US Secretary of State Antony Blinken held a telephone conversation with President of Azerbaijan Ilham Aliyev, discussing the importance of reopening of the Lachin Corridor for commercial and private vehicles, US Department of State Spokesperson Matthew Miller announced in a statement.
“Secretary of State Antony J. Blinken spoke with Azerbaijan’s President Ilham Aliyev today to underscore the importance of Azerbaijan-Armenia peace discussions and pledged continued US support,” the statement reads.
“Secretary Blinken shared his belief that peace was possible,” it said.
“He also expressed the United States’ deep concern that Azerbaijan’s establishment of a checkpoint on the Lachin Corridor undermines efforts to establish confidence in the peace process, and emphasized the importance of reopening the Lachin Corridor to commercial and private vehicles as soon as possible,” the statement added.

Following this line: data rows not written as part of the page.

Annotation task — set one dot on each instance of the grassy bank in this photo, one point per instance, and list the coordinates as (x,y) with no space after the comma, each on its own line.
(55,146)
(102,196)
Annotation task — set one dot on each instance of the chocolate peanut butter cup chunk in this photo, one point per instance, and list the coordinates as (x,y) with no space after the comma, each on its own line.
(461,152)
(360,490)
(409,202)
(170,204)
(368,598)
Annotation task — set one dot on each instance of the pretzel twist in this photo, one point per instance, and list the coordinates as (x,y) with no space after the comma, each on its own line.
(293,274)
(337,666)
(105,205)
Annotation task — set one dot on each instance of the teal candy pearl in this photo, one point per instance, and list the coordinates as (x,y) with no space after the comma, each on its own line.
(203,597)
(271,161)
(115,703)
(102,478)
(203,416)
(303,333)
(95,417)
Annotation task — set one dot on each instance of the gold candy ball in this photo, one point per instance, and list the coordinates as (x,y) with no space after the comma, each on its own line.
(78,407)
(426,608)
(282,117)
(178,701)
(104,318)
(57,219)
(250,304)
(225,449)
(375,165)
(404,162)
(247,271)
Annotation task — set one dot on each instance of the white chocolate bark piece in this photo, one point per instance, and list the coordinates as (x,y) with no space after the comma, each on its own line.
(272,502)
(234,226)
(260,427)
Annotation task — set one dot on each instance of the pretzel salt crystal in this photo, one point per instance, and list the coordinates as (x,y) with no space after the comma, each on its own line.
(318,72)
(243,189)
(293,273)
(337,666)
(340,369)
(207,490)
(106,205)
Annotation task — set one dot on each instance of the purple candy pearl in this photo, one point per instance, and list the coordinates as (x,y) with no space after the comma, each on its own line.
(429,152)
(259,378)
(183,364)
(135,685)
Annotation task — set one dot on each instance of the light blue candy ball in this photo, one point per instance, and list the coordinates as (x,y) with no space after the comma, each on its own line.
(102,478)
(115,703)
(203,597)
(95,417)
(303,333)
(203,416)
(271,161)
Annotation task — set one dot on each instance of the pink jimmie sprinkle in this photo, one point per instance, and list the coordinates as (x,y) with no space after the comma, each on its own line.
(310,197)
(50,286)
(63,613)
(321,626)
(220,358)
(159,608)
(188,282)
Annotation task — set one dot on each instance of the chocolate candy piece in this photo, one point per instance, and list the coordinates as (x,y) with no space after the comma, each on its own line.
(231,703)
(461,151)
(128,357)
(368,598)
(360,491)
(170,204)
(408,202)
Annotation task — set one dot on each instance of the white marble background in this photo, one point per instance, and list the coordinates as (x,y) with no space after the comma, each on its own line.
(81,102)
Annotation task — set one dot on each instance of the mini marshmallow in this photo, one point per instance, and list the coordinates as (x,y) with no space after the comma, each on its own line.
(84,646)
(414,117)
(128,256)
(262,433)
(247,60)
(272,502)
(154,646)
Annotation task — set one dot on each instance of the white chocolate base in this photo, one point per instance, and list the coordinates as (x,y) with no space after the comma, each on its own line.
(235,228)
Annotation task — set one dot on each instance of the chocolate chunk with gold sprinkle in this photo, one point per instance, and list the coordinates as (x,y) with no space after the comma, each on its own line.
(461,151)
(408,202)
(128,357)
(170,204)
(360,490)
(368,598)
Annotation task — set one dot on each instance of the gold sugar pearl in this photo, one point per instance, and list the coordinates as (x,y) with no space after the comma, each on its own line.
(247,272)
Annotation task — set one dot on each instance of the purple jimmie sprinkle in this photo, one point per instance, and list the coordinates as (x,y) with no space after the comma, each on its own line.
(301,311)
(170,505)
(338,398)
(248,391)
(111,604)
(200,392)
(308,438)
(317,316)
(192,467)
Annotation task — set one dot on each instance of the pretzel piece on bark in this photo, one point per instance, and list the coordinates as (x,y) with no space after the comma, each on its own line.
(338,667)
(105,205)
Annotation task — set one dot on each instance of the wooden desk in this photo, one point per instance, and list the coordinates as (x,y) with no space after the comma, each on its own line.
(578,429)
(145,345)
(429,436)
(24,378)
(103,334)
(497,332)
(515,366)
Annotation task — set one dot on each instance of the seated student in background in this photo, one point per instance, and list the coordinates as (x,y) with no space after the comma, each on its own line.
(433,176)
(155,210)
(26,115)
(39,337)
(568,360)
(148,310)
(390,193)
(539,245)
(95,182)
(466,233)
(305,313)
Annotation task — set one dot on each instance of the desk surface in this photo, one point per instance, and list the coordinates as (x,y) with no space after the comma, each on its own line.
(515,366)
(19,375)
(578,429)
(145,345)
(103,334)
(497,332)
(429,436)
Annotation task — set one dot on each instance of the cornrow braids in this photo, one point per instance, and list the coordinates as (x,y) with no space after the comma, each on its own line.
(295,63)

Azerbaijan’s presidential press office said in a statement later that “President Ilham Aliyev noted [that] Azerbaijan supports the peace agenda and that Azerbaijan had been the initiator of starting peace treaty talks and normalization of relations with Armenia.”
“With respect to setting up the ‘Lachin’ checkpoint on the Azerbaijan-Armenia border, President Ilham Aliyev said that the checkpoint had been set up in accordance with Azerbaijan’s sovereign rights and all international rules,” the statement from the Azerbaijani president’s press office reads.
“The Azerbaijani President underlined that the aim was to ensure control rather than restrict movement as passage is already allowed through the checkpoint,” the statement added.
French Foreign Minister Catherine Colonna stated last Friday after a meeting with her Armenian counterpart Ararat Mirzoyan that Azerbaijan’s deployment of a checkpoint in the Lachin Corridor violates the agreements that Yerevan and Baku currently have in place.
Armenian Foreign Minister Mirzoyan stated on April 28 that Yerevan had no plans to hold talks with Baku about unblocking the Lachin Corridor, since this issue was settled under the trilateral statement of November 9, 2020.
The situation in Nagorno-Karabakh escalated on September 27, 2020. On November 9, 2020, Russian President Vladimir Putin, Aliyev and Armenian Prime Minister Nikol Pashinyan signed a joint statement on the full cessation of hostilities. The sides stopped at their positions at that moment, a number of districts went under Baku’s control, and Russian peacekeepers were deployed at the contact line and at the Lachin Corridor.
On December 12, 2022, a group of Azerbaijani activists claiming to be environmentalists blocked the Lachin Corridor, the only road connecting Armenia and Nagorno-Karabakh and the place where Russian peacekeepers are temporarily stationed.
Baku stated that blocking the road was not the goal of the protest and civilian vehicles could freely move in both directions. However, Yerevan slammed the activity as a provocation by the Azerbaijani authorities aimed at creating a humanitarian disaster in the unrecognized Republic of Nagorno-Karabakh.
Pashinyan pointed out that Nagorno-Karabakh was facing food shortages due to the blocking of the corridor. On December 14, Armenia requested that the European Court of Human Rights compel Azerbaijan to unblock the Lachin Corridor.